Virtualization: Changing the OS game, or not?
Posted by: Ryan Shopp
Every morning, I sign onto my corporate email account and start plowing through emails. This morning, our media group had been alerted to an interesting blog post on The Linux Foundation blog. It’s a transcript of an interview with Linus Torvalds, developer of the Linux kernel.
Torvalds’ opinion on virtualization caught my interest:
Jim Zemlin: Let’s talk to conclude about the future. Where do you see Linux – and I know you don’t think too far ahead about this, but I’m going to prod you to say five years from now.
Is the world Windows and Linux? Does the operating system become irrelevant because everything’s in a browser? Is everything through a mobile device? Is there a new form factor that comes out of mobile tab? Where do you see things going?
Linus Torvalds: I actually think technology in the details may be improving hugely, but if you look at what the big picture is, things don’t really change that quickly. We don’t drive flying cars. And five years from now we still won’t be driving flying cars and I don’t think the desktop market or the OS market in general is going to move very much at all.

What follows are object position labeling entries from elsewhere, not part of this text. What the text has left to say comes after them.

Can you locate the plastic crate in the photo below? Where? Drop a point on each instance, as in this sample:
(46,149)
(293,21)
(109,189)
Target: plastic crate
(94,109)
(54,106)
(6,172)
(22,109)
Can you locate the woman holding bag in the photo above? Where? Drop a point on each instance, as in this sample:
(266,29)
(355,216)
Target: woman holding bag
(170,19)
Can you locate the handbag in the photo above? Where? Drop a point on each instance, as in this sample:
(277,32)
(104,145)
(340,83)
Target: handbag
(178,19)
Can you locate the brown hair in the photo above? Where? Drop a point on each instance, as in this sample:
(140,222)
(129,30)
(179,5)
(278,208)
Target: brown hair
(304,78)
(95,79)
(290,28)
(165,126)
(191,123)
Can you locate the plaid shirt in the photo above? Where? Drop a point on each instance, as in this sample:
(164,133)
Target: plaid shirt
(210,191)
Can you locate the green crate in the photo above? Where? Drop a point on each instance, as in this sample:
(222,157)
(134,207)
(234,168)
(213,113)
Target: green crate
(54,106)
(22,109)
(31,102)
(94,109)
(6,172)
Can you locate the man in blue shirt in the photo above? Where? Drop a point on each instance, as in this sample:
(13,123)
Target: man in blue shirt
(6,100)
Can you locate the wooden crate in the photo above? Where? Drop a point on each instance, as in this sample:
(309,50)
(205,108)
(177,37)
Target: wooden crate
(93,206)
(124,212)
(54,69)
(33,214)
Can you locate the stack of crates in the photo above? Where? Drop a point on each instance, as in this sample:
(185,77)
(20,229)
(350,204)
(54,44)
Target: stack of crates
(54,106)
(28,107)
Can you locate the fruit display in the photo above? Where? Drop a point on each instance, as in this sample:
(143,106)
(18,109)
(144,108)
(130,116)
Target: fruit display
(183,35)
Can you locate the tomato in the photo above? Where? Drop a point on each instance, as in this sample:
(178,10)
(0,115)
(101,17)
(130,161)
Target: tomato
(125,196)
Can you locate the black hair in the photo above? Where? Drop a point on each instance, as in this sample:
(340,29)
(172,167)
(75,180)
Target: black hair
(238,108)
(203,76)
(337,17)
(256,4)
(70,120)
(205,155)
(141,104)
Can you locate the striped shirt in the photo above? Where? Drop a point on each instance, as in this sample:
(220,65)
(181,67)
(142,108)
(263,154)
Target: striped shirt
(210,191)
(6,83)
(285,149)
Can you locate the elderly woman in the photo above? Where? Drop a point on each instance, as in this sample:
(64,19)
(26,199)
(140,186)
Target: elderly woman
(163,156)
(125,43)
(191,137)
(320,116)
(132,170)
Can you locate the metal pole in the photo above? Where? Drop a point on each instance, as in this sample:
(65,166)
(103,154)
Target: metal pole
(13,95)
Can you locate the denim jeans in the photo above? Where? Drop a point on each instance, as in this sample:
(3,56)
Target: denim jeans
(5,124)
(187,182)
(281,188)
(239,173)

I think you will have hugely better hardware and I suspect things will be about the same speed because the software will have grown and you’ll have more bling to just slow the hardware down and it will hopefully be a lot more portable and that may be one reason why performance may not be that much better just because you can’t afford to have a battery pack that is that big.
But I don’t think the OS market will really change.
Jim Zemlin: Virtualization. Game-changer? Not that big of a deal?
Linus Torvalds: Not that big of a deal.
Jim Zemlin: Why do you say that?
Linus Torvalds: It’s been around for probably 50 years. I forget when IBM started offering virtualization on their big hardware. Maybe not 50 years, but it’s been all around for decades and it’s very interesting in niche markets – I think the people who expected to change things radically are just fooling themselves.
I’d say that the real change comes from new uses, completely new uses of computers and that might just happen because computers get pushed down and become cheaper and that might change the whole picture of operating systems.
But also, I’d actually expect that new form factor is in new input and output devices. If we actually end up getting projection displays on cell phones, that might actually change how people start thinking of hardware and that, in turn, might change how we interact and how we use operating systems. But virtualization will not be it.
Apparently, Torvalds has the exact opposite opinion from one of our writers. Jeff Byrne, senior analyst and consultant at Taneja Group, recently wrote about exactly how virtualization is going to change the operating system game.
Byrne writes:
As its uses continue to grow, server virtualization will pose a major threat to the strategic position that the general-purpose operating system has long held in the x86 software stack. In this situation, Microsoft in particular has a lot to lose. So do Linux and Unix vendors, but these OSes do have advantages in a virtualization setting.
He goes on to suggest that Linux and Unix OSes will likely have increased adoption rates as virtualization puts a large dent in the one-operating-system-to-one-server modus operandi, and because Windows users are becoming frustrated with licensing costs, technical issues in new releases that commonly aren’t resolved until the second or third release, and security vulnerabilities.
IT pros, I’m turning it over to you. Let the debate begin. Has your shop seen increased Linux or Unix adoption with virtualization? Do you think virtualization will change the OS market?